What is an Actual Return?
An actual return refers to the actual gain or loss an investor experiences on an investment or in a portfolio. It is also referred to as the internal rate of return (IRR). It can greatly affect net worth.
The Basics of Actual Return
As opposed to expected or assumed returns, the actual return is what investors really receive from their investments. For example, a mutual fund's disclosure statement might say something like, “The securities of the Fund you invest in earn 5% each year, although the actual return will likely be different.” Analyzing the reasons for the discrepancy between expected and actual return figures helps in understanding the role systematic (the market’s) and idiosyncratic (the manager’s/fund’s) risk factors played in portfolio returns. Drivers of actual returns include trading costs, manager fees, investment timeframe, whether additional investments or withdrawals were added during the time period, as well as the impacts of taxes and inflation.

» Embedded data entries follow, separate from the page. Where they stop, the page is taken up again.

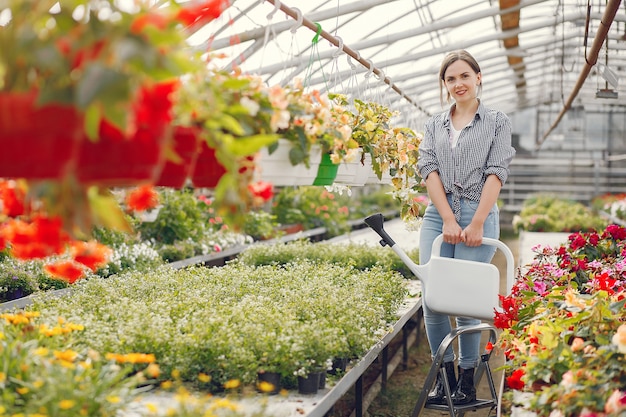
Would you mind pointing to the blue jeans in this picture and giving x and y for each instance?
(438, 325)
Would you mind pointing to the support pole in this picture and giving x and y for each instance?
(590, 60)
(352, 53)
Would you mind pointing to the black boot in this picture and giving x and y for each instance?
(438, 394)
(465, 391)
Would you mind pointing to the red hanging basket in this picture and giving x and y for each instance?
(117, 159)
(187, 147)
(36, 142)
(208, 170)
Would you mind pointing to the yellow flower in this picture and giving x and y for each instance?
(66, 404)
(265, 386)
(232, 384)
(153, 370)
(66, 355)
(41, 351)
(113, 399)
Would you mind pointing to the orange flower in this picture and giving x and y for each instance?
(12, 198)
(202, 13)
(41, 238)
(91, 254)
(158, 20)
(142, 198)
(69, 271)
(261, 190)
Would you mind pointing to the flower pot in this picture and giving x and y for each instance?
(36, 142)
(339, 366)
(326, 172)
(277, 168)
(322, 383)
(117, 161)
(268, 382)
(208, 170)
(309, 384)
(186, 144)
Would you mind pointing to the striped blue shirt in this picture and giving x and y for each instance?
(483, 148)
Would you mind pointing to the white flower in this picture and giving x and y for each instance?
(250, 105)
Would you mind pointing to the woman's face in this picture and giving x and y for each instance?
(461, 81)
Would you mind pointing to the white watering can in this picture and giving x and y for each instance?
(455, 286)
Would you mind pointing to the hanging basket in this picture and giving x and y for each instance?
(354, 173)
(117, 161)
(327, 171)
(277, 168)
(385, 179)
(208, 171)
(36, 142)
(187, 147)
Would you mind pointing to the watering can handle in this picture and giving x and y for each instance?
(510, 261)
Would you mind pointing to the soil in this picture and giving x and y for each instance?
(405, 384)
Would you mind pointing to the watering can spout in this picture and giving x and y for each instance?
(375, 222)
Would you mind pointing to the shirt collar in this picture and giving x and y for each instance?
(480, 112)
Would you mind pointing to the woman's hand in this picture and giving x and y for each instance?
(452, 232)
(472, 235)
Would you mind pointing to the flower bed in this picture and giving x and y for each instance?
(564, 329)
(209, 321)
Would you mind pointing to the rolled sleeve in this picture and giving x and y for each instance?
(501, 153)
(427, 161)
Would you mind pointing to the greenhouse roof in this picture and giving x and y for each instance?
(558, 54)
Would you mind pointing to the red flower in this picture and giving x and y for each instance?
(142, 198)
(202, 13)
(69, 271)
(158, 20)
(91, 254)
(41, 238)
(514, 381)
(12, 198)
(262, 190)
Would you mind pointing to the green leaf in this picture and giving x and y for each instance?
(93, 115)
(231, 124)
(103, 83)
(106, 211)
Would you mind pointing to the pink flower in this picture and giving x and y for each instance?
(619, 338)
(616, 402)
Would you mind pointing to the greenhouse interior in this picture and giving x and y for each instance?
(270, 208)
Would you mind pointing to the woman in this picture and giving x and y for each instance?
(464, 160)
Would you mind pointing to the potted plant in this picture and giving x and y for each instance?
(563, 336)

Both the Securities and Exchange Commission (SEC) and the Government Accountability Office (GAO) have studied and made proposals to require mutual fund companies to improve the disclosures they provide to investors and potential investors over the years. In a Final Rule, issued in February 2004, the SEC specifically mentioned the need for funds to distinguish between actual and expected returns. For example, a mutual fund describing and illustrating the cost and performance of a hypothetical investment over a five-year period would have to reference actual return numbers as well as actual cost figures.
- Actual return refers to the de facto gain or loss an investor receives or experiences on an investment or portfolio.

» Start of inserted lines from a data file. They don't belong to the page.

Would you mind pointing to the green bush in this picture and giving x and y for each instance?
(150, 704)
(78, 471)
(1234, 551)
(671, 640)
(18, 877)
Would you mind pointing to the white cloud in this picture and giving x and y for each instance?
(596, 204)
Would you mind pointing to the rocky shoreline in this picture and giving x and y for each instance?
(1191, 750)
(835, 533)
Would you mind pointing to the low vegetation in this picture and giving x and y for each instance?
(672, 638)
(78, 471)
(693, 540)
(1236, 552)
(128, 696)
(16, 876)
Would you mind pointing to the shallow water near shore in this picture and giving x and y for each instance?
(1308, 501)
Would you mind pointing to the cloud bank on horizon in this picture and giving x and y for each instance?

- Actual return can also refer to the performance of pension plan assets.
- The opposite of actual return is expected return.
Special Considerations: Actual Return and Pension Plan Assets
Actual return is also used to describe the performance of a company’s pension plan assets. In this case, it is referred to as “actual return on plan assets.” The actual return is compared to the expected return.
The formula for computing actual return for pension plan assets is:
Ending Balance (fair value) – Beginning balance (fair value) + Benefits – Contributions
Since pension plan accounting rules allow employers (companies, governments, universities) to calculate assumed rates of return for their pension obligations, they do not reflect employers’ actual obligations to current and future retirees. Because expected returns are often based on optimistic assumptions, they tend to understate obligations and overstate a company’s financial position. While companies must provide a reconciliation of the two sets of numbers (actual return versus expected return) in the footnotes to their financial statements, proposals have been made to change reporting requirements to make it easier for readers to discern companies’ actual returns and obligations.
Real-World Example of Actual Return
In its May 27, 2019, Manulife RetirementPlus Fund Facts report, The Manufacturers Life Insurance Company described the performance of the various funds in its insurance contracts. Each breakdown has a section "How Has the Fund Performed?", with average returns and a chart indicating annual returns for that particular fund over the previous five years. In addition, each section had a disclaimer: "Your actual return will depend on the guarantee option and sales charge option you choose and on your personal tax situation."